Introduction
Home improvement projects can be expensive and often require financing. For many homeowners, building up your savings will be the least expensive option. Among homeowners who postponed or canceled a home improvement, repair, or maintenance project in 2023, an average of 61% did so because of budget or financial concerns, according to the Home Improvement Research Institute’s Monthly Homeowner Activities and Sentiments Tracker.
Financing Options
- Personal Loans
Pros: Unsecured, fast access to funds.
Cons: Higher interest rates; shorter repayment terms.
Best For: Small to medium projects.
- Home Equity Loans
Pros: Lower interest rates; fixed repayment terms.
Cons: Requires home equity; risk of foreclosure.
Best For: Major renovations.
- Home Equity Lines of Credit (HELOCs)
Pros: Flexible borrowing; interest-only payments during draw period.
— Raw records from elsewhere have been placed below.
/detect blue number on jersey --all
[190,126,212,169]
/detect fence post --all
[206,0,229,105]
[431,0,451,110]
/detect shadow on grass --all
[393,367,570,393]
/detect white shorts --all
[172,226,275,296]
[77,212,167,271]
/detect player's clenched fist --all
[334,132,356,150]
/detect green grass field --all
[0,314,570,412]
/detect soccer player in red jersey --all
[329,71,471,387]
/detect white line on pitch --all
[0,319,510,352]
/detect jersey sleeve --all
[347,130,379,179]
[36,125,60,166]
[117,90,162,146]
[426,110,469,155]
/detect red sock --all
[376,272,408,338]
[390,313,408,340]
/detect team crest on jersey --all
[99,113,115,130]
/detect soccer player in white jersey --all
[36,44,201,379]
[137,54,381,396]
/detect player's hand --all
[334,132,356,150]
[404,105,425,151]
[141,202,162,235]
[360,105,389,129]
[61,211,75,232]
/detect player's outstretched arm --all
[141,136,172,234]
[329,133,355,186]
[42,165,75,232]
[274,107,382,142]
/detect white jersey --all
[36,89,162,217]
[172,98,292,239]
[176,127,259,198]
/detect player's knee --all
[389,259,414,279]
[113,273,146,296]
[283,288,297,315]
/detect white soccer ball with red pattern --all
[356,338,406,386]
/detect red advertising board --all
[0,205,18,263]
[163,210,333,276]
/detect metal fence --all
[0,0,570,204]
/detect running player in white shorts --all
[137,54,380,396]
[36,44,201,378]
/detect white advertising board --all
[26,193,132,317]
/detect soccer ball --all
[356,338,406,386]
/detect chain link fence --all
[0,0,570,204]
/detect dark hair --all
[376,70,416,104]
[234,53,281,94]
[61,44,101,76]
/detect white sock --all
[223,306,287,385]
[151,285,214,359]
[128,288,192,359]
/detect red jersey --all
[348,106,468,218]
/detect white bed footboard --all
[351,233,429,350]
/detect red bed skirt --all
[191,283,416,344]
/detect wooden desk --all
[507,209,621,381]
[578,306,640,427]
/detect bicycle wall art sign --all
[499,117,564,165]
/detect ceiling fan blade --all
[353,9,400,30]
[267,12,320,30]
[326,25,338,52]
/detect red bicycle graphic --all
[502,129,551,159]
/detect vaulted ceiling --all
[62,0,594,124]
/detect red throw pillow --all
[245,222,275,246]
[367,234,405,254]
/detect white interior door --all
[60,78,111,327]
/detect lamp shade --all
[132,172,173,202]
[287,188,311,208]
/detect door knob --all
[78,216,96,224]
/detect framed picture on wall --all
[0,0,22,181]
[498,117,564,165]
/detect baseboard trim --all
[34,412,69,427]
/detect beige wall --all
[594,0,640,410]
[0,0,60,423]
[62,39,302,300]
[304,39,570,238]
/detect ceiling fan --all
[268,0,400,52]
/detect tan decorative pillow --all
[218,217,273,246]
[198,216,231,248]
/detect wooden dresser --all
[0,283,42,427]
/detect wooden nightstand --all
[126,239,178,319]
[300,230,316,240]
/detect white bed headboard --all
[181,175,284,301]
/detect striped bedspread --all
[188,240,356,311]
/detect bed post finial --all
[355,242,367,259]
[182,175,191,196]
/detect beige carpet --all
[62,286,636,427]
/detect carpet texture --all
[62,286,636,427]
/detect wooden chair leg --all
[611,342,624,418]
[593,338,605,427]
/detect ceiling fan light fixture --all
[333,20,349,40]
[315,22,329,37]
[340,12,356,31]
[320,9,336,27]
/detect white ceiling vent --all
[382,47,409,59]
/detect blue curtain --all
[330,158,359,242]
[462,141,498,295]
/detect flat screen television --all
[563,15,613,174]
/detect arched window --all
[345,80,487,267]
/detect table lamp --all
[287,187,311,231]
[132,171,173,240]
Cons: Variable interest rates; potential for overspending.
Best For: Ongoing or phased projects.
- Cash-Out Refinancing
Pros: Potentially lower mortgage rates; access to large sums.
Cons: Extends mortgage term; closing costs.
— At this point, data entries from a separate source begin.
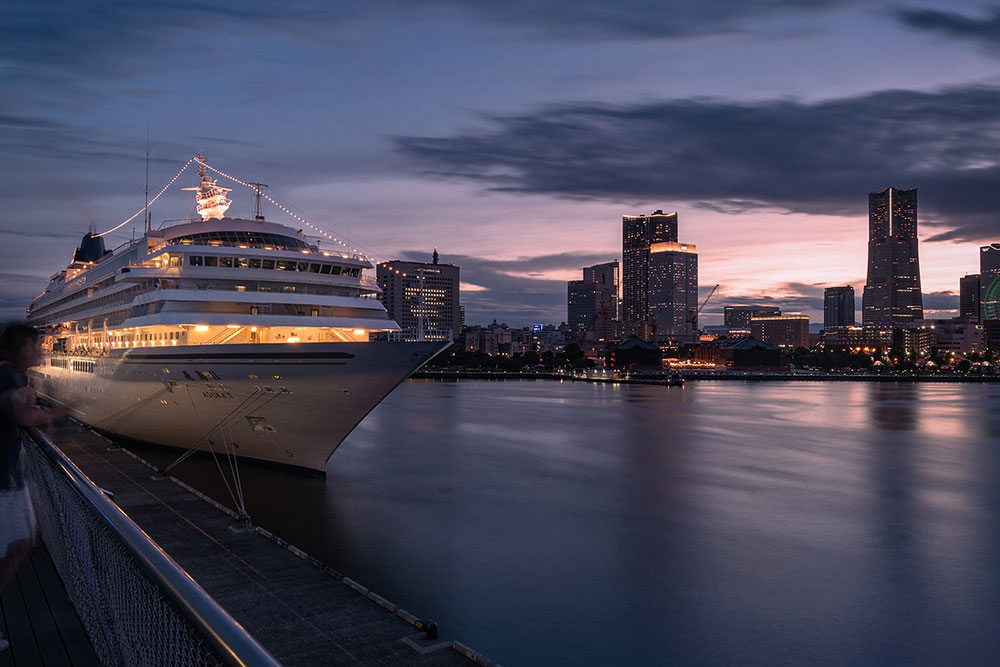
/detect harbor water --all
[127,380,1000,667]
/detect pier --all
[17,424,495,667]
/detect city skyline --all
[0,2,1000,325]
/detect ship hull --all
[32,341,447,473]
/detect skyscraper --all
[979,243,1000,322]
[375,250,462,339]
[622,211,677,339]
[958,273,982,322]
[862,188,924,329]
[566,260,619,340]
[648,241,698,343]
[823,285,854,331]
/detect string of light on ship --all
[94,158,195,236]
[202,162,374,262]
[95,157,375,262]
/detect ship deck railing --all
[19,430,279,667]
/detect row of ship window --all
[188,255,361,278]
[49,357,94,373]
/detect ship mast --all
[181,152,233,222]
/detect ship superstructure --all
[28,156,443,471]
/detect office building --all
[958,273,982,322]
[648,241,698,344]
[566,260,620,340]
[862,188,924,329]
[621,211,678,340]
[750,315,809,350]
[723,306,781,329]
[375,251,462,340]
[979,243,1000,322]
[823,285,854,331]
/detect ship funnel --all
[73,232,107,262]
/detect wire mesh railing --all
[20,430,279,667]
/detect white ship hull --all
[32,341,446,472]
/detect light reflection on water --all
[129,381,1000,665]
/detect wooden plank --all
[32,543,100,667]
[17,550,70,667]
[0,599,14,667]
[2,577,43,667]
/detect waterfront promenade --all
[38,424,493,667]
[411,368,1000,384]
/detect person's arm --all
[0,387,54,429]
Best For: Extensive home improvements.
- Credit Cards (0% APR Offers)
Pros: Interest-free period; rewards on purchases.
Cons: High interest after promotional period; potential for debt accumulation.
Best For: Small projects with quick repayment.
- Government Assistance Programs
Pros: Lower interest rates; flexible eligibility.
Cons: Limited availability; specific project requirements.
Best For: Eligible low-income homeowners.